Are they not a legal requirement when driving abroad?
Probably, but I don’t drive around with any broads in my car.
Warhead wrote:
Probably, but I don’t drive around with any broads in my car.


:DD

For years I thought the girl was driving the OutRun car before eventually realising it was set in a right hand drive country.
Kern wrote:
For years I thought the girl was driving the OutRun car before eventually realising it was set in a right hand drive country.

As someone who used to be given a right bollocking by my parents if I ever dared to stick my arms out of the window while in the passenger seat, the behaviour of the girl in OutRun 2 — waving her arms around with gay abandon (even at quite pedestrian driving) — used to set me on edge.
Yeah my dad always used to say that it could cause a crash because someone could mistake us for I suppose the first person since about 1953 to indicate by waving their arms out of the window.
And you could spill your beer.
Or your arm would freeze and have to be amputated.
Zardoz wrote:
And you could spill your beer.

My Dad was "done" for drink driving (or drink riding rather, he was on a motorbike) when I was a kid - so any safety lectures were always given with a healthy dash of irony.

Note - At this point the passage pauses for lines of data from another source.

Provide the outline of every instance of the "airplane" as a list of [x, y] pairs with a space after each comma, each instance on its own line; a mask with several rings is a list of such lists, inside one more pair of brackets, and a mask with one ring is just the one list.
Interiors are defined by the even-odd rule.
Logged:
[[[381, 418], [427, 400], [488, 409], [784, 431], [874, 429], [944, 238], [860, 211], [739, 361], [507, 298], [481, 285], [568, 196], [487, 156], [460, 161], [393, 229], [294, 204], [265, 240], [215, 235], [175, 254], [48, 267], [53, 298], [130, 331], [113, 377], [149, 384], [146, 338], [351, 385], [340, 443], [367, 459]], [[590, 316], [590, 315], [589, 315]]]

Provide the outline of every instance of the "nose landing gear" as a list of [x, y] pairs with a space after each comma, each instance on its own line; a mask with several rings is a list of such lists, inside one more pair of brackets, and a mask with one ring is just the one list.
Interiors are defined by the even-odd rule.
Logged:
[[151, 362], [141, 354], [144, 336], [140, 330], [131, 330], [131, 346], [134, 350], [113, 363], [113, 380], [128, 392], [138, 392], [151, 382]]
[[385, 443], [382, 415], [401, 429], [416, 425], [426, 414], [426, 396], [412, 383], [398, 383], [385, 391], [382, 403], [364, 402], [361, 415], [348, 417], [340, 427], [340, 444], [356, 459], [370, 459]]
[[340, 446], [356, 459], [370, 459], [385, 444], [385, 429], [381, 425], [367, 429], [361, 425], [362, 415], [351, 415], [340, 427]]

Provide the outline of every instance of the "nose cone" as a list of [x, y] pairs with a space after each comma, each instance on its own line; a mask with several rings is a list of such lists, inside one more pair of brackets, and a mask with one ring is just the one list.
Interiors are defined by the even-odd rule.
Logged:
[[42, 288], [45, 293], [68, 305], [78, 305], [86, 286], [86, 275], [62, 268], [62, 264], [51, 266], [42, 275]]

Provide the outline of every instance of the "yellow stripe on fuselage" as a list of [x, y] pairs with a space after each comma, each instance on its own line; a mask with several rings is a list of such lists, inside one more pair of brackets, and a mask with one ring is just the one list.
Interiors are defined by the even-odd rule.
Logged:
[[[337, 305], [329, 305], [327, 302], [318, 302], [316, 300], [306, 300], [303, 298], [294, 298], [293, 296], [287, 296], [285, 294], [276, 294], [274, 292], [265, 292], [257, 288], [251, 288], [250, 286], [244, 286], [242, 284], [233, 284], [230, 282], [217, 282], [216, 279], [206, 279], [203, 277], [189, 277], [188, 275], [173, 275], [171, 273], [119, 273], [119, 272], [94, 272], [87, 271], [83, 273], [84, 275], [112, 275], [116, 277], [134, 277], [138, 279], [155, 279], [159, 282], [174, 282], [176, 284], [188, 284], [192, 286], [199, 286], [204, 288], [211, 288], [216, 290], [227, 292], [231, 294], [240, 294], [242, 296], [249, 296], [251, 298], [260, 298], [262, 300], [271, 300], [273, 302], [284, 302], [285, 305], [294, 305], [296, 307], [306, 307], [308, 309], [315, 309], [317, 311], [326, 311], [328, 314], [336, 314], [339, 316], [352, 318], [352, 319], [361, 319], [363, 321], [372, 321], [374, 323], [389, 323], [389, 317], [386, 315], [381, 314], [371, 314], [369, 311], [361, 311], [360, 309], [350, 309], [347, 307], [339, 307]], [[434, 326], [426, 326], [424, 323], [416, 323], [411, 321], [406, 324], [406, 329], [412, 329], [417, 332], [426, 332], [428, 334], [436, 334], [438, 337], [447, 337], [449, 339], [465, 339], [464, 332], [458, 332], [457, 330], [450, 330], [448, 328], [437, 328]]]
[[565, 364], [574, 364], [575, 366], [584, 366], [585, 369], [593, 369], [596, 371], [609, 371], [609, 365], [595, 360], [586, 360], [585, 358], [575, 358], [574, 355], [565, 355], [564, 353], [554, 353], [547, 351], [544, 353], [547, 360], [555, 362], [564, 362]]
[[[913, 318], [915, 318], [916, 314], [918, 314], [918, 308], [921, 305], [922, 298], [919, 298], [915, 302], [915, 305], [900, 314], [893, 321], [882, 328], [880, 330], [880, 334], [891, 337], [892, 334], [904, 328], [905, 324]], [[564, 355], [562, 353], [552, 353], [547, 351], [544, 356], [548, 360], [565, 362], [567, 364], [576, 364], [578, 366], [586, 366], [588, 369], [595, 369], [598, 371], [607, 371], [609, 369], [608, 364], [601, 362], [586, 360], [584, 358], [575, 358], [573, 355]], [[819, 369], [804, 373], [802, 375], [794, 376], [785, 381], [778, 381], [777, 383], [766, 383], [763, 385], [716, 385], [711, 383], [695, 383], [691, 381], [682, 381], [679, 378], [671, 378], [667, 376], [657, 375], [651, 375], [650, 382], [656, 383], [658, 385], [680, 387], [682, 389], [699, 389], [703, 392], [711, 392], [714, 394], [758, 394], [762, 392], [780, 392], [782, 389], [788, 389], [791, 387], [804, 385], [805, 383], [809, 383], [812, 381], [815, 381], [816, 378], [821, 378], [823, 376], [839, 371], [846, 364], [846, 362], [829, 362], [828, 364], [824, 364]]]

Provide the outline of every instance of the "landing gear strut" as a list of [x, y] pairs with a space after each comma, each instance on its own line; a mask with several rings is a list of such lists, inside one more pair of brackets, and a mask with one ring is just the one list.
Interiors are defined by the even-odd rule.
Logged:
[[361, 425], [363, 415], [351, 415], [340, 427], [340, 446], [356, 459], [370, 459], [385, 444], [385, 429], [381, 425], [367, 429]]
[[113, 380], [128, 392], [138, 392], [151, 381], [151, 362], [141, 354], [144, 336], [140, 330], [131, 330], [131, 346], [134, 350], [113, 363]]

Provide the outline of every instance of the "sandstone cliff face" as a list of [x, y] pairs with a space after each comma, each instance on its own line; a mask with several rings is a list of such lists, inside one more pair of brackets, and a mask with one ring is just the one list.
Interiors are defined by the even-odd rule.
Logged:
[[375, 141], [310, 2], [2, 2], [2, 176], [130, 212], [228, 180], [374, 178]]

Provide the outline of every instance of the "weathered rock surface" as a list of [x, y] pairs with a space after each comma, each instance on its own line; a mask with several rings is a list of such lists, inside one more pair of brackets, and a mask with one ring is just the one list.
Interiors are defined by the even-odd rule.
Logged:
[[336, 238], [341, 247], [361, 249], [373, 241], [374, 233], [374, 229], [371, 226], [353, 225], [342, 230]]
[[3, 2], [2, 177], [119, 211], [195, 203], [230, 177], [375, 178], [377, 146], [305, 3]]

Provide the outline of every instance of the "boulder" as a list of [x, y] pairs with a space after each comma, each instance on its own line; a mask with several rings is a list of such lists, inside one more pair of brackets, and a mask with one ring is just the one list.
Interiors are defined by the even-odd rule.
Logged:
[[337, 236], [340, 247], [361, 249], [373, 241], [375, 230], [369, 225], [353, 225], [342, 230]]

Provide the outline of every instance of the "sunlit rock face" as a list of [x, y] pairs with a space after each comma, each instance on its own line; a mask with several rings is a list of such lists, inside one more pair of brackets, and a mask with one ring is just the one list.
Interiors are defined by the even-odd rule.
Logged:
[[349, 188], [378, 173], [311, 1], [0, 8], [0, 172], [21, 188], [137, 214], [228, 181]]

I do get properly wound up when I see passengers sitting with their feet up on the dashboard while in motion though - they clearly don't understand what would happen to their legs if the airbag tries to force it's way through them in an accident ;)
Knees up, Mother Brown!
GazChap wrote:
Zardoz wrote:
And you could spill your beer.

My Dad was "done" for drink driving (or drink riding rather, he was on a motorbike) when I was a kid - so any safety lectures were always given with a healthy dash of irony.

I do get properly wound up when I see passengers sitting with their feet up on the dashboard while in motion though - they clearly don't understand what would happen to their legs if the airbag tries to force it's way through them in an accident ;)



I get massive amount of pain in my left knee when I sit in a car for too long.one of the best ways of alleviating that pain is for me to my put my left foot on the dash.

I do think about the airbag going off, and if It's far enough out of the way (it probably isn't), and what would happen if it wasn't.

When we had the Ford Torneo it wasn't so bad, as I could rest my foot on the wheel arch, but I've not found a comfortable position in our current car.
Do you drive, Malc?
DavPaz wrote:
Do you drive, Malc?

nope
Feet on the dash is to be avoided for sure, not necessarily because of the airbag but because even in a low speed crash your arse will find it's way to the bottom of the footwell. Which is... Not Good. I've seen the pictures.
My driving instructor mostly had his feet on the dash, smoking a cigar out the window
Warhead wrote:
Those stickers are just for wankers who want to show off that they've driven on the continent, or to give the impression that they have, when they haven't.

I received the ones I ordered just this Tuesday.